LaGuardia ranks last among the 32 major U.S. airports in on-time arrival performance. The outgoing Bush administration had sought to auction off some flight slots at New York City airports as an experimental effort to reduce delays nationwide, but a judge halted the plan.
In announcing the change, Peters called LaGuardia's delays "the worst of the worst."
The new hourly cap — expected to be a voluntary measure with the airlines — is a last-ditch attempt by the Bush administration to combat cascading national flight delays.
Federal authorities are focused on the three New York City-area airports because roughly two-thirds of flight delays around the country are caused by backups at those airports.

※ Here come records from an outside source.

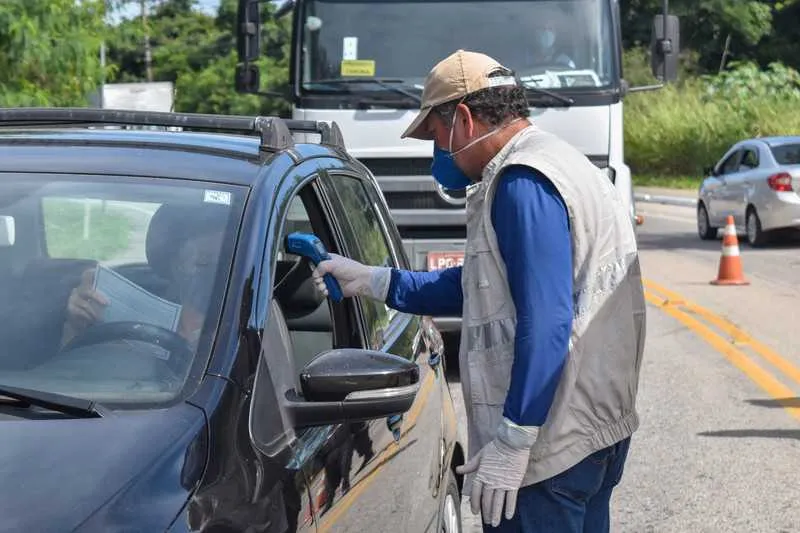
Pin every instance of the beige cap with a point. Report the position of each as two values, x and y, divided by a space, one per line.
452 78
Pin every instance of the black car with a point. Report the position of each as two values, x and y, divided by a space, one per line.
169 366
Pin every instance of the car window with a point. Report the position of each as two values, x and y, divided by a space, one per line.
112 288
364 238
311 332
786 154
731 164
749 160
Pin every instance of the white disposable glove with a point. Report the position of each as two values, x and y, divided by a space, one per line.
500 467
354 278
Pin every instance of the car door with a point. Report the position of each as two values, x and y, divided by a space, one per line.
722 203
740 182
398 490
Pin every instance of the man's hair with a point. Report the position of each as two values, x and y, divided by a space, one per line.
493 105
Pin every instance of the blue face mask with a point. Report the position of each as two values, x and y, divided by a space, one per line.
446 172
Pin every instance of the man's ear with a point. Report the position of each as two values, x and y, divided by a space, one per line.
464 115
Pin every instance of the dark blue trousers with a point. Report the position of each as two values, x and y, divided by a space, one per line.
575 501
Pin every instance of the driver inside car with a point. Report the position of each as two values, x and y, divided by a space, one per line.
182 246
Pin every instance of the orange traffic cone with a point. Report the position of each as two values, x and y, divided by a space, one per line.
730 264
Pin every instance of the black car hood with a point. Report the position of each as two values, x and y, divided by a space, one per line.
98 474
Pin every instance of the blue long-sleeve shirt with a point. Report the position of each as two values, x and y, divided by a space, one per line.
530 220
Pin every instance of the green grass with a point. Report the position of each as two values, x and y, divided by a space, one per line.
669 182
677 131
64 229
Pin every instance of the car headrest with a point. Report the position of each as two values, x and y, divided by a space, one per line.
173 224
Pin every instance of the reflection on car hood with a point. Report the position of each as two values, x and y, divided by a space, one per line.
105 474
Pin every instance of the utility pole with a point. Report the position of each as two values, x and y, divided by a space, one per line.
148 58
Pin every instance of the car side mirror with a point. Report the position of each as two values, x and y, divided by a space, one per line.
248 31
665 47
7 231
349 385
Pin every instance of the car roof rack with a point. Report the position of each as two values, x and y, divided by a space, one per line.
275 132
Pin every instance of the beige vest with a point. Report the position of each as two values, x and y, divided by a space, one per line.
594 404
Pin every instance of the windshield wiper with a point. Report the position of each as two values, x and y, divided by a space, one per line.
390 84
56 402
566 100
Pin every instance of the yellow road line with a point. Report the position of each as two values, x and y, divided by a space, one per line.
739 336
409 421
761 377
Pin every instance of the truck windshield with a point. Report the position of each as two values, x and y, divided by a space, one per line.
551 44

Transportation Department lawyer D.J. Gribbin said it is unfortunate that airlines and airports have fought the government's attempt to reduce backups by auctioning flight slots. The administration argues that the novel approach would ease congestion by forcing airlines to use their space more efficiently. But with a judge blocking the auction plan, Gribbin said the agency must still act.
"Gridlock in D.C. should not result in gridlock over the skies of New York," Gribbin said. "We can still take the first step toward restoring reliable air service to LaGuardia."